論文タイトル
Molecular basis for specificity of nuclear import and prediction of nuclear localization
出典
Biochim Biophys Acta. 2011 Sep;1813(9):1562-77.

確認したいこと
- cNLS (古典的核局在化シグナル)のコンセンサス配列
- cNLSとimportin αの複合体構造
要旨
全般的な核移行メカニズムの解説から、タンパク質の核局在予測に関する深い内容へと展開される、レビュー論文です。
章立て
- 緒言
- 核移行経路と関連因子
- 古典的核移行経路
- cNLSはimportin αに認識される
- cNLS認識の構造情報
- 非定型なcNLS
- cNLSのリンカーとフランキング領域
- 天然タンパク質とimportin αの相互作用様式
- cNLSの特異性に関わる決定因子
- snurportin-1に制御される、スプライソソームタンパクの核移行
- importin βとの直接的な相互作用で制御される核移行
- importin αのIBBドメインによる、importin β認識
- snurportin-1のIBBドメインによる、importin β認識
- PTHrPによるimportin β認識
- SREBP-2によるimportin β認識
- 各タンパク質によるimportin β認識の共通点と相違点
- karyopherin-β2による核移行経路とPY-NLSs
- その他核移行経路
- 古典的核移行経路
- 核局在情報データベースと核局在を予測するツール
- 核局在データソース
- 核局在に関連したアノテーションを有する、包括的タンパク質データペース
- NLSデータベース
- 他の核局在関連データベース
- 核局在を予測する計算モデル
- タンパク質の類似性に基づく予測モデル
- NLS配列に基づく予測モデル
- 核局在/NLS予測手法の特徴
- マウスと酵母のプロテオーム解析データを用いた予測モデルの比較評価
- NLSのクラスや核移行経路の分類
- 核局在データソース
- 核局在データソースの現在の状況
- 結言
考察など
論文の前半は、全般的な核移行メカニズムについて解説で、特にimportin α、βが核局在タンパク質を認識する構造について、言及されています。
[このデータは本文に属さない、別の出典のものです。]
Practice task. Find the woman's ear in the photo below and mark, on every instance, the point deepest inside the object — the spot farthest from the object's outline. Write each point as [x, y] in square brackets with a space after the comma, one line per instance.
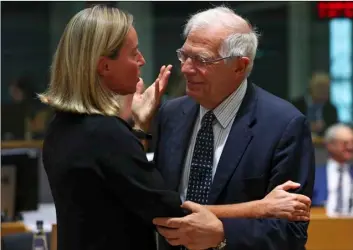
[103, 66]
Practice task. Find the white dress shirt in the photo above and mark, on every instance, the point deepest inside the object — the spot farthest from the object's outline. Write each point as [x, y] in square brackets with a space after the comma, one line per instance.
[225, 114]
[332, 188]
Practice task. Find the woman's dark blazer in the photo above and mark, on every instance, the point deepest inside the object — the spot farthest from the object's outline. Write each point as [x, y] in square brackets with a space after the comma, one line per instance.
[106, 193]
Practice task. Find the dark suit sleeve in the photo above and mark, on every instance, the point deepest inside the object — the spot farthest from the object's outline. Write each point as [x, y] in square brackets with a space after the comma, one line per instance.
[293, 160]
[135, 181]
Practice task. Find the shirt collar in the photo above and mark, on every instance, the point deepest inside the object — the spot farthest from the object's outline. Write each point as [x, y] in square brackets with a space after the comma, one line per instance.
[229, 108]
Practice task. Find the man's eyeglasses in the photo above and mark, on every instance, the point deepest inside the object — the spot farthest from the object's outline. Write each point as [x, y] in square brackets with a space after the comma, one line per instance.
[197, 59]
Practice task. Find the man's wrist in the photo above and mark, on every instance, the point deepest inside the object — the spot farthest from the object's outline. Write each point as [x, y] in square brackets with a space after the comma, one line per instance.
[221, 240]
[264, 208]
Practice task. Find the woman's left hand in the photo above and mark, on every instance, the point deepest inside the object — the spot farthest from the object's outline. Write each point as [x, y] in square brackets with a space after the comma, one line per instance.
[145, 103]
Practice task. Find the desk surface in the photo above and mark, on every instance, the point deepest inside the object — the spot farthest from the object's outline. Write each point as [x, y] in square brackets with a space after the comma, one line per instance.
[318, 141]
[21, 144]
[326, 233]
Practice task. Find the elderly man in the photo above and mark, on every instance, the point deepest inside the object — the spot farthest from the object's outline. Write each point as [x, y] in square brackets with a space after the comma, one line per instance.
[334, 180]
[229, 141]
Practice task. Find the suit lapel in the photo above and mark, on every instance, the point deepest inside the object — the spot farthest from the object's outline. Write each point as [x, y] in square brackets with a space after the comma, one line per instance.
[238, 140]
[178, 144]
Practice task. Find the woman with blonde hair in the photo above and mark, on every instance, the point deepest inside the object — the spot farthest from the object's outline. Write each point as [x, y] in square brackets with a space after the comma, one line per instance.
[105, 191]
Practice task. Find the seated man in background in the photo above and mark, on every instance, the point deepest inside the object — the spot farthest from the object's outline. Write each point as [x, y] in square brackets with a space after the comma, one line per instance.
[334, 181]
[317, 106]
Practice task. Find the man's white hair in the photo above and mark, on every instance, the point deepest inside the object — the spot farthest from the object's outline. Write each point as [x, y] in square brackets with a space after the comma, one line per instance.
[236, 44]
[331, 132]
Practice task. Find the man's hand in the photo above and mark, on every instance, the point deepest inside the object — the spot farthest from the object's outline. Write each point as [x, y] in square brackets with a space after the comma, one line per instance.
[281, 204]
[145, 103]
[199, 230]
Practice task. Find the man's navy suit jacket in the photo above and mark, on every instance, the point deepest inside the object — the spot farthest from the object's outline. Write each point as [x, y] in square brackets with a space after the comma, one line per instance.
[269, 144]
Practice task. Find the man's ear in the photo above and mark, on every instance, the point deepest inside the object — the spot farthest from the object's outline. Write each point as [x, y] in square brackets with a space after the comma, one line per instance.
[103, 66]
[242, 64]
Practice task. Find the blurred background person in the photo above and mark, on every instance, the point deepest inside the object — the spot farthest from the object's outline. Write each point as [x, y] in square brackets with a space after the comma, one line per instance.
[316, 105]
[334, 180]
[24, 117]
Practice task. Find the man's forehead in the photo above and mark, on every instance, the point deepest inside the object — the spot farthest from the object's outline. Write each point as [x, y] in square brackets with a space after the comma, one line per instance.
[204, 40]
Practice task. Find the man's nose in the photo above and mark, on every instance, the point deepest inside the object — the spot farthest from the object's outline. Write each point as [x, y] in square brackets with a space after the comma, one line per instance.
[187, 67]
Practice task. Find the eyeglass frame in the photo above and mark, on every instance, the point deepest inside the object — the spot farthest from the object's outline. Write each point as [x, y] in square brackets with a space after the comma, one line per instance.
[208, 62]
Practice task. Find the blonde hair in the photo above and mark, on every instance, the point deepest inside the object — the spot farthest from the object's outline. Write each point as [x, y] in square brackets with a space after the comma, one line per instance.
[74, 82]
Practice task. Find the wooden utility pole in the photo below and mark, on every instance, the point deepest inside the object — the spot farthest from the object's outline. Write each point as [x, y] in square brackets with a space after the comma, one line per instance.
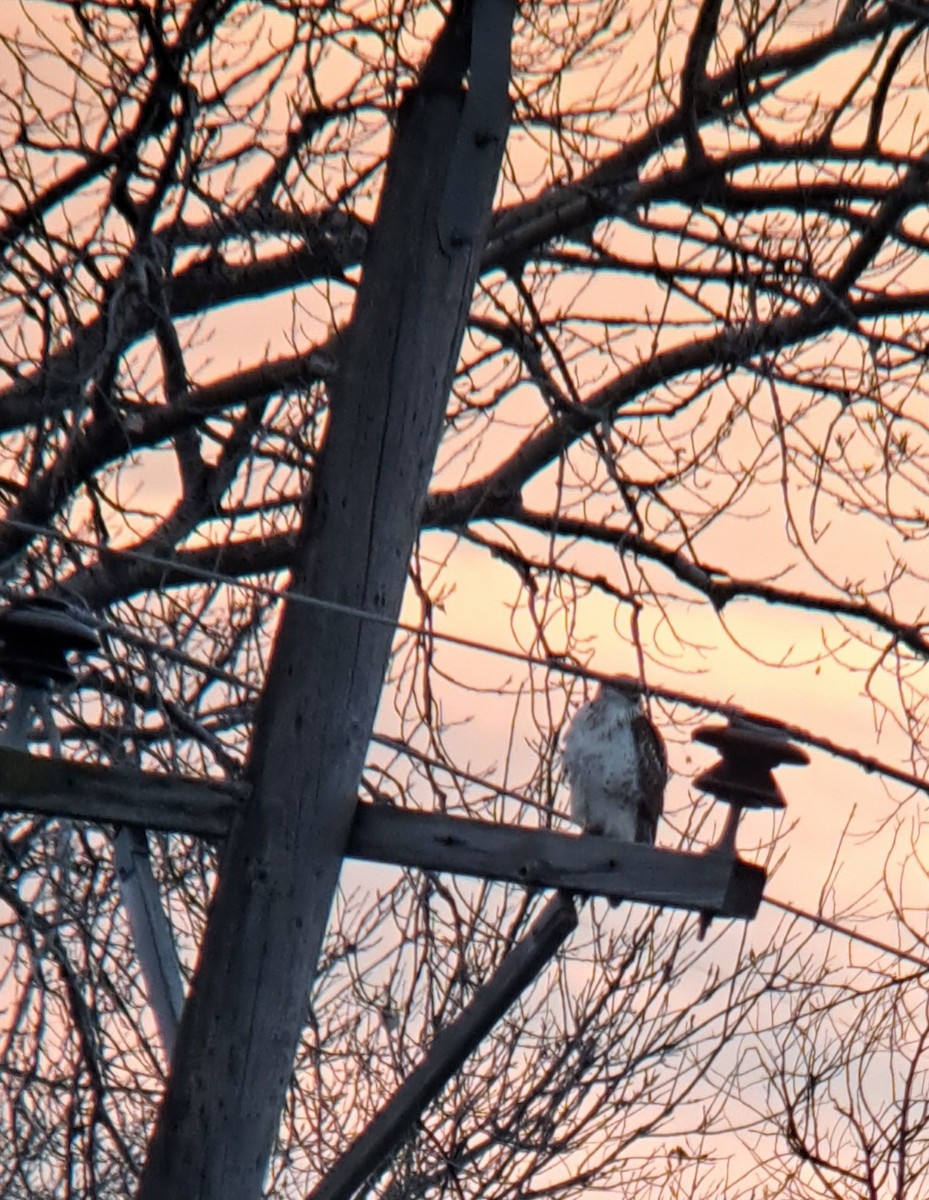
[240, 1026]
[289, 825]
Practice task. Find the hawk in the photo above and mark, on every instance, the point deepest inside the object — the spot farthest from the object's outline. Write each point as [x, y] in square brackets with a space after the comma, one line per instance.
[616, 766]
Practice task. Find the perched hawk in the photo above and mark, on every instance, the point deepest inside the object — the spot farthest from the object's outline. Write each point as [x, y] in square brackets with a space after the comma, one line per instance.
[616, 767]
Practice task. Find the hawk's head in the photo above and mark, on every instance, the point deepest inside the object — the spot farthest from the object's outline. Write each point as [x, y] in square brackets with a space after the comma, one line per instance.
[623, 696]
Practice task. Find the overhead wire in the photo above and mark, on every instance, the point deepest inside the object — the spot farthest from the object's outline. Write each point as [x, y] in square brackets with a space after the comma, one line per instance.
[552, 663]
[208, 575]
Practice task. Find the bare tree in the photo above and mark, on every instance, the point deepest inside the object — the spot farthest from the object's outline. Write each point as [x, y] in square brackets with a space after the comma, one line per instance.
[684, 439]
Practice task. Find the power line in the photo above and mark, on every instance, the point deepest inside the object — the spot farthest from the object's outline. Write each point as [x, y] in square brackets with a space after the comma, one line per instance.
[553, 663]
[288, 594]
[851, 934]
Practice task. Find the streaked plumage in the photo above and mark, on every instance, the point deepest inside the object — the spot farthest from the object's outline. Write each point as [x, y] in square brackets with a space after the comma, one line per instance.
[616, 767]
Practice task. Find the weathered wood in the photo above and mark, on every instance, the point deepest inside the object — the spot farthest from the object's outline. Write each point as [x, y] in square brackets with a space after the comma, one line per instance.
[382, 834]
[541, 858]
[249, 1002]
[449, 1050]
[117, 795]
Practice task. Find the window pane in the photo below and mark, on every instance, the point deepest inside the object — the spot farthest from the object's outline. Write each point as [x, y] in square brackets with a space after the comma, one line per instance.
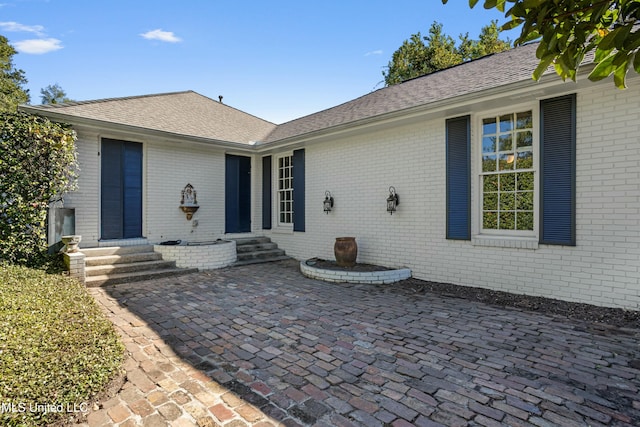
[507, 221]
[508, 197]
[490, 183]
[488, 126]
[506, 142]
[490, 220]
[524, 120]
[506, 123]
[506, 161]
[525, 160]
[489, 163]
[525, 220]
[524, 139]
[507, 201]
[489, 144]
[490, 202]
[524, 201]
[525, 181]
[508, 182]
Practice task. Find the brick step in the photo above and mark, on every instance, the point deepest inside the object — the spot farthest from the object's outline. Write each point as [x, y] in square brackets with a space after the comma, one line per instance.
[107, 269]
[115, 279]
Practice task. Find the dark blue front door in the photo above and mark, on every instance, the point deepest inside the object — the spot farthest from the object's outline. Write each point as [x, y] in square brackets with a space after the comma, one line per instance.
[237, 194]
[121, 189]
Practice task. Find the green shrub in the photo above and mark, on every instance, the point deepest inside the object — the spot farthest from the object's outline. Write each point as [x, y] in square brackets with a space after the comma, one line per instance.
[38, 165]
[56, 347]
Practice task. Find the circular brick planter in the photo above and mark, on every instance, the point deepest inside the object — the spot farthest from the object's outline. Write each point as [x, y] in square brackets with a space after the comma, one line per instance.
[341, 276]
[204, 256]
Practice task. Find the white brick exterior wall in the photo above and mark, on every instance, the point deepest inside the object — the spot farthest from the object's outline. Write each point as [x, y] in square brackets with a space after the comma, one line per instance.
[602, 269]
[167, 168]
[203, 257]
[358, 167]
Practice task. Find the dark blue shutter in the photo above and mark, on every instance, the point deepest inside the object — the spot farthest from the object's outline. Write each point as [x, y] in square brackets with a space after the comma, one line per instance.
[111, 190]
[298, 190]
[132, 190]
[121, 189]
[458, 178]
[266, 193]
[558, 171]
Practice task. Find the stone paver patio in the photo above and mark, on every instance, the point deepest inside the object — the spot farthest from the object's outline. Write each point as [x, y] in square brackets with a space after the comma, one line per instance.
[262, 345]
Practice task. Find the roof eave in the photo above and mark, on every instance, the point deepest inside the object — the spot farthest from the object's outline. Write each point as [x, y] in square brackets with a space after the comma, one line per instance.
[135, 130]
[549, 85]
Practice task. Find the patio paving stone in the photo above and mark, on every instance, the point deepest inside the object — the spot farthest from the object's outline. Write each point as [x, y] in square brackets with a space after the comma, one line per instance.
[262, 345]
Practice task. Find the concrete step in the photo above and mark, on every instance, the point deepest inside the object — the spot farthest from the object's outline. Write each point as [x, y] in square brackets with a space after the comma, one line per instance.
[255, 247]
[260, 254]
[259, 260]
[116, 250]
[106, 269]
[254, 240]
[115, 279]
[126, 258]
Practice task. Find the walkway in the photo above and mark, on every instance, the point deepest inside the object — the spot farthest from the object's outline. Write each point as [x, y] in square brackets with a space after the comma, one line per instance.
[262, 345]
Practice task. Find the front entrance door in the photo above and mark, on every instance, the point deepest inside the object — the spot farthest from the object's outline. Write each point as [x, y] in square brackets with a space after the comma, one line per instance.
[121, 189]
[237, 194]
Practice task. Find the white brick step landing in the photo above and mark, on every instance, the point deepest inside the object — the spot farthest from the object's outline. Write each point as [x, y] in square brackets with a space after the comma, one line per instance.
[115, 265]
[254, 250]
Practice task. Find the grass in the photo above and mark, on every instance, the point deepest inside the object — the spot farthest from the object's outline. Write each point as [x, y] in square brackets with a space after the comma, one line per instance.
[57, 349]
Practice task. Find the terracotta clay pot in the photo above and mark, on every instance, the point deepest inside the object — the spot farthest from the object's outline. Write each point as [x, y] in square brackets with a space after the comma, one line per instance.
[346, 251]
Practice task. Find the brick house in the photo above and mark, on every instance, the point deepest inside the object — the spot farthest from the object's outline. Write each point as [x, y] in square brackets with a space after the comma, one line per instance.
[504, 183]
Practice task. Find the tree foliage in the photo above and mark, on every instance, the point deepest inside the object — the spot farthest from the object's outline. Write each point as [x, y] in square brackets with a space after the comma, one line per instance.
[11, 79]
[53, 94]
[37, 165]
[423, 55]
[570, 29]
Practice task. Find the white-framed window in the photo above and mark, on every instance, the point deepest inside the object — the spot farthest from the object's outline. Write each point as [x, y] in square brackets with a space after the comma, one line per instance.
[508, 173]
[285, 190]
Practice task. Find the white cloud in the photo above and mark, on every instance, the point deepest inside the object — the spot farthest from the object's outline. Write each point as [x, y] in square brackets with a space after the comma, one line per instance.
[38, 46]
[18, 27]
[163, 36]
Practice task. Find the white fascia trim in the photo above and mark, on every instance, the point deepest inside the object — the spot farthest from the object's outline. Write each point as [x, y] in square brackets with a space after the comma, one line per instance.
[137, 130]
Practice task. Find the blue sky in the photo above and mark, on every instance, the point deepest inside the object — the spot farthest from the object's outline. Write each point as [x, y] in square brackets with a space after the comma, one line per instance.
[278, 60]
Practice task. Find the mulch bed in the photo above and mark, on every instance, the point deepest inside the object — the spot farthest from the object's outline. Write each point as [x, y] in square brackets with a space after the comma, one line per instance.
[605, 316]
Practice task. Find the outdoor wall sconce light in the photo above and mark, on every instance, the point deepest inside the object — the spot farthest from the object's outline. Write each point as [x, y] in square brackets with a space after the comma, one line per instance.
[328, 202]
[393, 200]
[188, 202]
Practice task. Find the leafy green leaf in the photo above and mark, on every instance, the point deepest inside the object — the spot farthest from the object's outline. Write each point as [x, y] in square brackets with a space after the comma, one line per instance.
[542, 67]
[603, 69]
[620, 74]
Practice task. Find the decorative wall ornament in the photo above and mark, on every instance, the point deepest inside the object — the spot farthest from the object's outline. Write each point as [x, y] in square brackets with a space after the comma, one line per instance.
[393, 200]
[328, 202]
[189, 201]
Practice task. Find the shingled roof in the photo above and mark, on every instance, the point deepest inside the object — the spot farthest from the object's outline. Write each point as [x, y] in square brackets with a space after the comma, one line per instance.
[191, 114]
[489, 72]
[184, 113]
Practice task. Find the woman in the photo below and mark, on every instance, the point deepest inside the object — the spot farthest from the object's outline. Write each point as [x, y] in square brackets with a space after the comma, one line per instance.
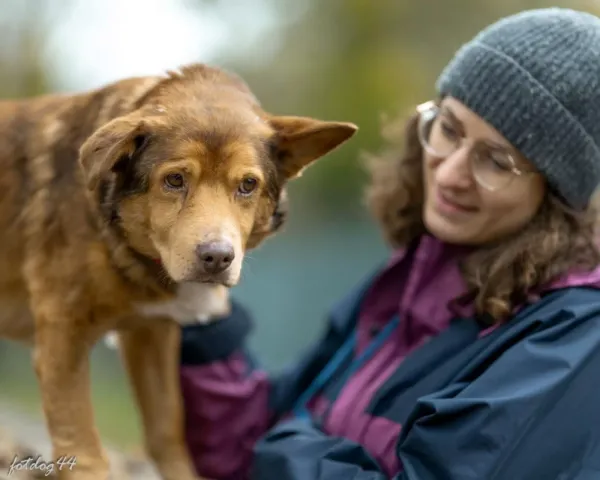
[475, 353]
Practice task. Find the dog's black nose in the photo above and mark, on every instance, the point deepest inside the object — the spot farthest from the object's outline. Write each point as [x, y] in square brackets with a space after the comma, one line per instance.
[215, 257]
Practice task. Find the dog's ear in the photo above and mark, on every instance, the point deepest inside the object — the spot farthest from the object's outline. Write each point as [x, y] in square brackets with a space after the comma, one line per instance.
[111, 148]
[302, 140]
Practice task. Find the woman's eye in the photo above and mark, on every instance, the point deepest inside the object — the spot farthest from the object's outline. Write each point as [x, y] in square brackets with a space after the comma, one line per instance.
[247, 186]
[448, 131]
[174, 180]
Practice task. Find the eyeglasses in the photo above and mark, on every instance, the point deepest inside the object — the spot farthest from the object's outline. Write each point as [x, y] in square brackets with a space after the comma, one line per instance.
[491, 167]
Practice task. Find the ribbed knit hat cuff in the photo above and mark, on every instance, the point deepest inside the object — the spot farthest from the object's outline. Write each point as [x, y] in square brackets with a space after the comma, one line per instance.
[509, 98]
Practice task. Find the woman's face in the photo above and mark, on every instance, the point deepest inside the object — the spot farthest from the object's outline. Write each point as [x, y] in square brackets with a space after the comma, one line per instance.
[458, 209]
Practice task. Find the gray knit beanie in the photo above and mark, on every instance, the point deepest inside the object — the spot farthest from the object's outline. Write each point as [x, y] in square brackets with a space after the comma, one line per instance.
[535, 77]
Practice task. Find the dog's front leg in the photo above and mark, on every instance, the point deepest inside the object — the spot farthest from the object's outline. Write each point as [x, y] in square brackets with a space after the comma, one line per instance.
[151, 356]
[61, 360]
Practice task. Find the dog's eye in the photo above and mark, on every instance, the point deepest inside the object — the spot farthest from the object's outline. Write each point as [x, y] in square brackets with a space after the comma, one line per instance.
[174, 180]
[247, 186]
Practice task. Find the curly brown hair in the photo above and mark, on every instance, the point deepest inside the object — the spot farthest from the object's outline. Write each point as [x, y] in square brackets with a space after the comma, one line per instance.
[499, 276]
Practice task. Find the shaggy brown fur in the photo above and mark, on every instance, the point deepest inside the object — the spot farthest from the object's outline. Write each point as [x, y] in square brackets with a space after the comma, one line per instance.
[498, 276]
[109, 203]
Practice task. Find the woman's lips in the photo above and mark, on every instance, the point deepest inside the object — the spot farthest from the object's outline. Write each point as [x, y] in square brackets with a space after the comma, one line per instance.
[450, 207]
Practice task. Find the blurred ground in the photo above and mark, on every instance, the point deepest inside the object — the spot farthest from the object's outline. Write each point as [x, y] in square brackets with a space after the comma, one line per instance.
[22, 437]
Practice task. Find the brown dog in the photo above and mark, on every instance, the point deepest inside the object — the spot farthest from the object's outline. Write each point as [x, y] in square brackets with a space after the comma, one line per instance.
[127, 208]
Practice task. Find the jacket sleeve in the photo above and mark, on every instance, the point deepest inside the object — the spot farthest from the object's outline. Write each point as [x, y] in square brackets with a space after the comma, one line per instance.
[530, 413]
[229, 401]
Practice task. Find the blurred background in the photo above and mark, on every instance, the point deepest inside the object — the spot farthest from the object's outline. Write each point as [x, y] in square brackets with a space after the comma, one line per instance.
[348, 60]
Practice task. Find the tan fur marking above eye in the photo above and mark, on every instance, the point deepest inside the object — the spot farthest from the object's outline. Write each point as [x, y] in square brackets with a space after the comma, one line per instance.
[110, 101]
[53, 131]
[143, 87]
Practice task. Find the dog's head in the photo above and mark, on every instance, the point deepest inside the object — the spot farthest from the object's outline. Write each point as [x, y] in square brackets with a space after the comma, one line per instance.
[196, 175]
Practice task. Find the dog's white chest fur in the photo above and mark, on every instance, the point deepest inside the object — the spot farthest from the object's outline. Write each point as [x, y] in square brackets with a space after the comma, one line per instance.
[194, 303]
importin αは、核局在タンパク質のNLSと結合して、核への移行を促進します。
NLSと結合するのは、importin αのアルマジロ(Arm)リピートと呼ばれる領域です。Armリピートは、10個の反復配列で構成されています。しかし、それらが全体として、Hl/H2/H3の3つの、αヘリックスを形成します。NLSが結合するのは、その中でもH3ヘリックスに存在する溝です。つまり、各リピート配列がそれぞれNLSに結合できるわけではありません。
Fig.1では、Armリピートにおける、どの残基がNLSと相互作用しているか、具体的に示されています。
核局在タンパク質であるSV40TAgでは、N末端領域に存在するフランキング配列のリン酸化が、importin αとの親和性を強めることに寄与しています。これは翻訳後修飾(細胞内シグナル)依存的に、核移行が制御されていることを意味します。
論文の後半は、タンパク質の核局在に関わるデータベースや、核局在予測のツールについての話題になります。なじみの包括的なタンパクデータベースであるUniprotにも、核局在情報はアノテーションされています。既知のタンパク質に関する情報検索であれば、これらで十分役に立つと思います。
未知のタンパク質の局在予測、特にNLS予測モデルには、機械学習モデルが利用されているのが印象的でした。
cNLSは大別するとmonopartiteにおいて5つのクラス、bipartiteにおいて1つのクラスに、コンセンサス配列を分類できるそうです。